Corporate Governance

Our basic approach to corporate governance

as of June 28, 2018

UNITED ARROWS LTD. has positioned efforts to create globally recognizable and accepted values that set new standards of Japanese lifestyle as its overarching Company Policy. In addition, we have identified the creation of value for five distinct stakeholders—customers, employees, business partners, society, and shareholders—as one element of our overall Policy Structure and a key feature of our promise to society. In this regard, the Company’s mission is to increase value for all stakeholders.

In order to maintain the proper mindset that will allow us to realize our Company Policy, we put in place the Code of Conduct. This code expresses how we should think and act to achieve our stated goals.

Recognizing the critical need to build a transparent and fair management framework, along with a structure under which we are capable of making timely and bold decisions, we are committed to continuously strengthening and expanding our corporate governance capabilities and functions in order to realize our Company Policy and fulfill our promise to society. Through these means, we are working to enhance our corporate value on a long-term and continuous basis.

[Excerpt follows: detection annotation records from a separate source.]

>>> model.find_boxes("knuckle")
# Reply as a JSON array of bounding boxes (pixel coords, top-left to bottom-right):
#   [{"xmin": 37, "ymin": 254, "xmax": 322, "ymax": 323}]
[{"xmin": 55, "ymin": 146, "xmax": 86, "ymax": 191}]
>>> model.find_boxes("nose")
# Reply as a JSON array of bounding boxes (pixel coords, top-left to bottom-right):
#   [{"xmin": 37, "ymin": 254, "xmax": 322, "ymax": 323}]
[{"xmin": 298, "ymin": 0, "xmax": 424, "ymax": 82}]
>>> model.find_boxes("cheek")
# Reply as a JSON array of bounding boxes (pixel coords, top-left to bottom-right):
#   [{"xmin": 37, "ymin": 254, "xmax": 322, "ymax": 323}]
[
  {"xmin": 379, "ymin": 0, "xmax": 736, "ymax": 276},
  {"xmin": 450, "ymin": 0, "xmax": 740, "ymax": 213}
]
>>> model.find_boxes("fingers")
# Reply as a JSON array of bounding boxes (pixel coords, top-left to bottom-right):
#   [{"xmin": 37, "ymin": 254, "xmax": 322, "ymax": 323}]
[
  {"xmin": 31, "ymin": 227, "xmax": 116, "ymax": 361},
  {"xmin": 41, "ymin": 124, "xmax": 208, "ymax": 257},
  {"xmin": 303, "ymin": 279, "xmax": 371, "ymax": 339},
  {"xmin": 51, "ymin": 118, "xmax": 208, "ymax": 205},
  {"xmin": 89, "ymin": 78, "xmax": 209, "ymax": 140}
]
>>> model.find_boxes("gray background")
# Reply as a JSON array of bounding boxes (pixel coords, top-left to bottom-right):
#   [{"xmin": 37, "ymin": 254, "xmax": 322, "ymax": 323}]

Outline of the corporate governance framework

Organizational format Company with an Audit and Supervisory Committee
Chairman of the Board of Directors Representative Director, President and CEO
Directors (excluding directors who are Audit and Supervisory Committee members) Six (none of whom are outside directors)
Directors who are Audit and Supervisory Committee members Three (all of whom are outside directors)
Independent officers*1 Three outside directors
Average age 50.1 years
Number of Board of Directors’ meetings held during
the fiscal year ended March 31, 2018
Number of Audit and Supervisory Committee’s meetings held during the fiscal year ended March 31, 2018 14
Number of Nomination and Compensation Committee's meetings held during the fiscal year ended March 31, 2018 5

*1 Yukari Sakai, Gaku Ishiwata, and Hidehiko Nishikawa satisfy the qualifications for independent officers stipulated by Tokyo Stock Exchange, Inc. as well as the “Independence Determination Standards for Independent Officers” of the Company. Although the Company registered Yukari Sakai and Hidehiko Nishikawa as independent officers with the Tokyo Stock Exchange, Gaku Ishiwata has not been registered as such due to the internal regulations of the law firm to which he belongs.
Please refer to the Company’s Corporate Governance Policy (Japanese only) for details regarding its “Independence Determination Standards for Independent Officers.”